Sure, ordering people to come in on Father's Day just adds that special little dash of inhumanity. Smells like Stephen Miller! Via the Philadelphia Inquirer:

Immigrants across Philadelphia received terse text messages or app notifications on Friday evening, demanding they come to the ICE office on North Eighth Street on Sunday between 8 a.m. and 4 p.m.

The notification did not specify a reason for the invitation. But it did include a warning: “Failure to report as instructed will be considered a violation.”

Lawyers and community organizers called the message highly unusual, because of the short notice and the vague time frame. It was unclear how many people received the orders, and how those individuals were selected.

Maybe there was another nefarious purpose:

Emma Tuohy, an immigration lawyer and chair of the Philadelphia chapter of the American Immigration Lawyers Association, said one person who already had a deportation order contacted her late Friday after receiving the directive.

The prospective client wanted Tuohy to attend the appointment, but she was unavailable on short notice. She asked around, and heard from four or five other lawyers that they had fielded similar calls.

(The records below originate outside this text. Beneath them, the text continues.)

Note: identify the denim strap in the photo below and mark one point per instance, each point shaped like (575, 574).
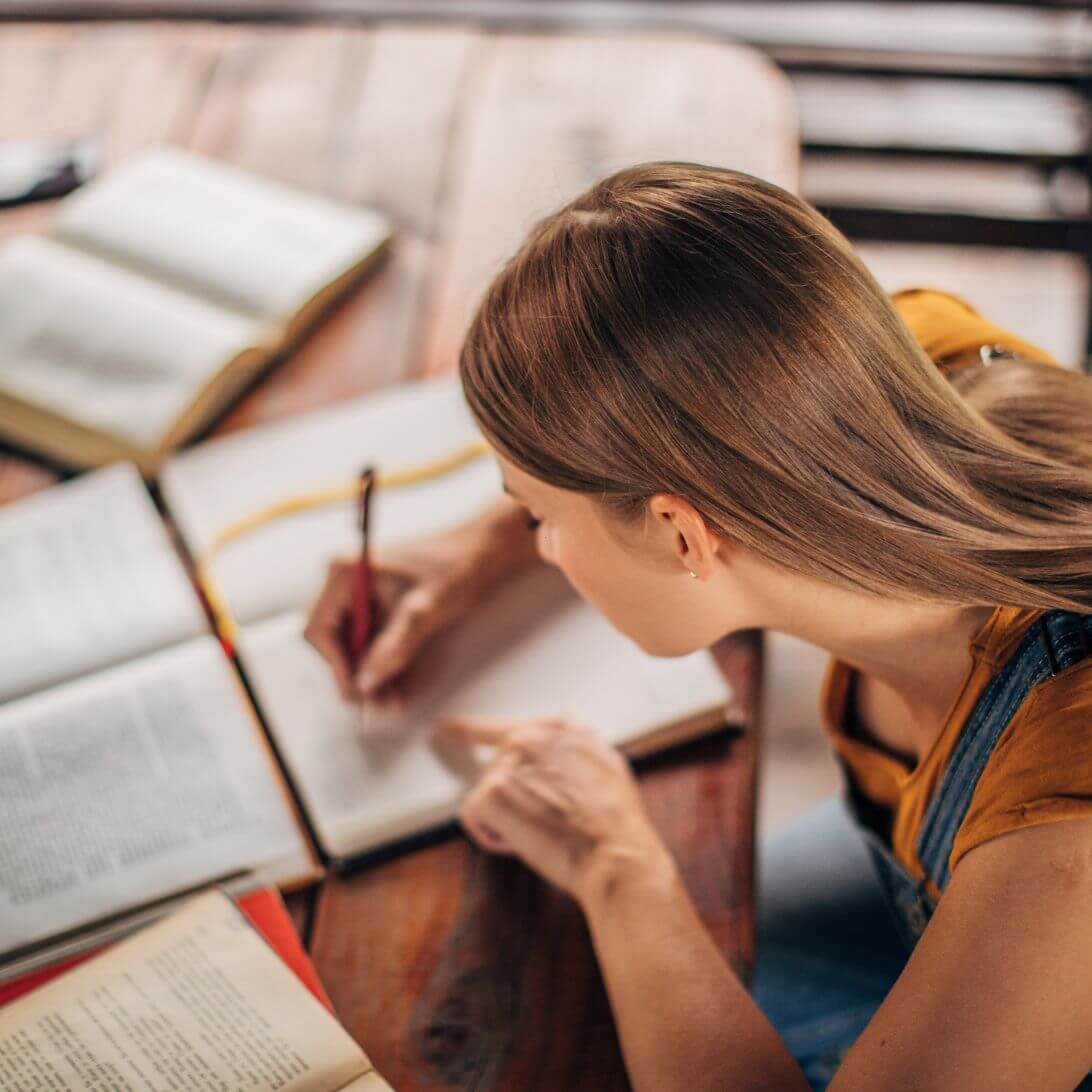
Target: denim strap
(1056, 641)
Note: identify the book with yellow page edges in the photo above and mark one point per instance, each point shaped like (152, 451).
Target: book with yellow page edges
(158, 294)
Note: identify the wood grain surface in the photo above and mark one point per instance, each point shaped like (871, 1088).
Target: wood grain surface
(454, 970)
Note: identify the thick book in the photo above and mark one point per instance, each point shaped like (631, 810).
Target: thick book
(533, 648)
(265, 911)
(133, 769)
(198, 1000)
(158, 294)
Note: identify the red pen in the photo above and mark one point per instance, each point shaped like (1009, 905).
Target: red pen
(360, 619)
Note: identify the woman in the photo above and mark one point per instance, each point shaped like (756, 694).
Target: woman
(716, 419)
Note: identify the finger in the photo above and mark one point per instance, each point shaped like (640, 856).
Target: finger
(395, 644)
(485, 835)
(476, 731)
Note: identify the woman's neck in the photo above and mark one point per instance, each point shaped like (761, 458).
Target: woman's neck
(916, 652)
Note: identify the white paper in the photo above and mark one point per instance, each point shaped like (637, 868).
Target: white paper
(198, 1001)
(534, 648)
(132, 784)
(106, 347)
(282, 565)
(87, 578)
(245, 240)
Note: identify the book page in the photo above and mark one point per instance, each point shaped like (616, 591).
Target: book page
(282, 565)
(133, 784)
(104, 346)
(241, 239)
(198, 1001)
(533, 649)
(87, 578)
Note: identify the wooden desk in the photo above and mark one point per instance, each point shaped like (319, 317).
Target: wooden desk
(455, 971)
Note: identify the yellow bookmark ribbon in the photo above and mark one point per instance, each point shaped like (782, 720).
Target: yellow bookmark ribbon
(223, 619)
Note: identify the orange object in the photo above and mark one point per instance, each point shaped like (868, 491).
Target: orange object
(263, 909)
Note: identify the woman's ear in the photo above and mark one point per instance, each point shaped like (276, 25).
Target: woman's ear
(695, 544)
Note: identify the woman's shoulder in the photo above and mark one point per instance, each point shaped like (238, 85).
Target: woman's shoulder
(1041, 768)
(951, 330)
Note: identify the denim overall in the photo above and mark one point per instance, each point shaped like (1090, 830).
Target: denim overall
(1056, 641)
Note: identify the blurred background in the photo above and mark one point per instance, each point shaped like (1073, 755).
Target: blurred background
(949, 141)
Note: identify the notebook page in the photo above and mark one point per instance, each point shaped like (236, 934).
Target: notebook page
(104, 346)
(533, 649)
(198, 1000)
(245, 240)
(87, 578)
(133, 784)
(282, 565)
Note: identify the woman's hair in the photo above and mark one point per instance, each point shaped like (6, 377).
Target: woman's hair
(692, 330)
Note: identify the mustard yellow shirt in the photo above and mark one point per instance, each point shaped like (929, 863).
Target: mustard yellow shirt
(1041, 768)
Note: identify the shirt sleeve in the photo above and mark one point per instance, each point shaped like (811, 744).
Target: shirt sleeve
(1041, 768)
(950, 330)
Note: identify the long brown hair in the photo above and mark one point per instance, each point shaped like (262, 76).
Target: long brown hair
(693, 330)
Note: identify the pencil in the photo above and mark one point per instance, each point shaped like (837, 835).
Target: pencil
(360, 622)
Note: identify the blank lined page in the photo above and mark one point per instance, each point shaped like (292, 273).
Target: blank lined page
(533, 648)
(247, 241)
(104, 346)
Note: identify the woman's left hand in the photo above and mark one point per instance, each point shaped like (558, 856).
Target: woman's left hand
(561, 800)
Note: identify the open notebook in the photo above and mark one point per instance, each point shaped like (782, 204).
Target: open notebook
(198, 1000)
(158, 294)
(132, 767)
(534, 648)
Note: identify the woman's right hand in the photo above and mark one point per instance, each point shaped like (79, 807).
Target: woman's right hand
(420, 589)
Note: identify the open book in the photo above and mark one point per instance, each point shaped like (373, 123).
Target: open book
(534, 648)
(198, 1000)
(158, 294)
(132, 767)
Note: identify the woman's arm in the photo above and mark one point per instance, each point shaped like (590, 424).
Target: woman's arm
(685, 1020)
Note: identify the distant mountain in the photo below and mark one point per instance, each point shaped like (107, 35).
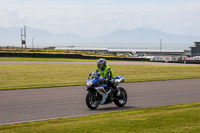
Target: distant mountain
(140, 35)
(144, 35)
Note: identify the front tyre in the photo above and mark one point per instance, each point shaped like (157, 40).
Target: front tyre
(122, 99)
(92, 100)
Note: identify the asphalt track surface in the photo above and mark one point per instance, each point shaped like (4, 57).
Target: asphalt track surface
(18, 106)
(112, 63)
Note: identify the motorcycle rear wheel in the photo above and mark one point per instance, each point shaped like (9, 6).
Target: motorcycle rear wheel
(121, 101)
(91, 100)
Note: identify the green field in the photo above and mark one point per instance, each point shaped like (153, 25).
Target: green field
(182, 118)
(44, 59)
(37, 76)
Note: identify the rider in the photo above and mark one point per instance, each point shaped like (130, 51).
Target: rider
(108, 74)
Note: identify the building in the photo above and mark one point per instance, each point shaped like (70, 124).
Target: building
(195, 50)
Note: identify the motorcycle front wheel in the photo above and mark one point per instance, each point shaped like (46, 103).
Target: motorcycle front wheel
(92, 100)
(121, 101)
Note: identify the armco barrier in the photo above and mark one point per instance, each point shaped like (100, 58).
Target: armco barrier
(73, 56)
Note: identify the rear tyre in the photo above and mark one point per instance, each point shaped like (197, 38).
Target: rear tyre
(92, 100)
(121, 100)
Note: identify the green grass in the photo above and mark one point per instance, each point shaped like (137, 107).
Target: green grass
(37, 76)
(182, 118)
(45, 59)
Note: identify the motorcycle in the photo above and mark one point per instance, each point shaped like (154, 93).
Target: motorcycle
(99, 93)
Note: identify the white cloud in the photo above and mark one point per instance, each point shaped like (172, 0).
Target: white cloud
(97, 17)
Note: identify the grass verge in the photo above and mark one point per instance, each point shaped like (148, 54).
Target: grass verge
(38, 76)
(44, 59)
(181, 118)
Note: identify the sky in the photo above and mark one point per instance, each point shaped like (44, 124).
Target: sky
(89, 18)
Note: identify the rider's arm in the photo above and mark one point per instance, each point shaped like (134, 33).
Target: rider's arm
(109, 74)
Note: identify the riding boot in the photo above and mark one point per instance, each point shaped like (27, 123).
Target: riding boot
(116, 90)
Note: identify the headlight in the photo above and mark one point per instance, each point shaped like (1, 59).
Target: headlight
(89, 83)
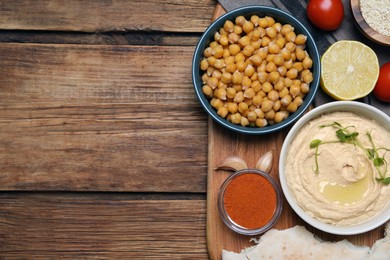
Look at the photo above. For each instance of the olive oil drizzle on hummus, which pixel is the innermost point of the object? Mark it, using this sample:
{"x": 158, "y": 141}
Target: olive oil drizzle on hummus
{"x": 344, "y": 135}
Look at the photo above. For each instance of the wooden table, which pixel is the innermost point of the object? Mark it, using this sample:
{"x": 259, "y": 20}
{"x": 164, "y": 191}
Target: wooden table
{"x": 103, "y": 145}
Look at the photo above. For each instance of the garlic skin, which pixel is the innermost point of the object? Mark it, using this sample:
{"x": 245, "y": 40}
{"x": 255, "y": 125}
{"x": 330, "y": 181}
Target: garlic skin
{"x": 265, "y": 162}
{"x": 232, "y": 163}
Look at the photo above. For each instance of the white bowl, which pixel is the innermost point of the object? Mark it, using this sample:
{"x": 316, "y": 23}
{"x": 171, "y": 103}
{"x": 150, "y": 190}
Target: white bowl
{"x": 347, "y": 106}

“Your conspiracy brain thinks, maybe they did this on Sunday, on Father’s Day, to make it less likely attorneys could go,” she said.

The same thing happened in Chicago. Via the Chicago Tribune:

The messages from ICE, along with an increased number of arrests at immigration courts and other offices in the area, represent an escalation from previous immigration procedures, according to Tenoch Rodriguez, deportation defense organizer with Resurrection Project. On June 4, advocates estimated 20 people were detained after they reported for appointments to an ISAP office in the 2200 block of South Michigan Avenue.

“(It is) not normal for this many people to show up on Saturday and Sunday,” Rodriguez said. “It’s not even normal for this many people to be showing up on a weekday.”

Immigration attorneys and local officials gathered outside the Broadview processing center on Sunday to offer legal assistance and translation help. The children of those inside waited for hours, playing in the grass. Some family members held onto one another for comfort. A 7-year-old girl named Diana brought her pet green parakeet with her. She played with the small bird and fed it tangerines as she waited for her mother to come out of the facility.

ICE officials tried to detain the mother, according to Diana’s grandfather, Francisco, but she begged for more time because her child was waiting. She was instructed to report the next day to the same ISAP office where the 20 arrests occurred a little over a week ago.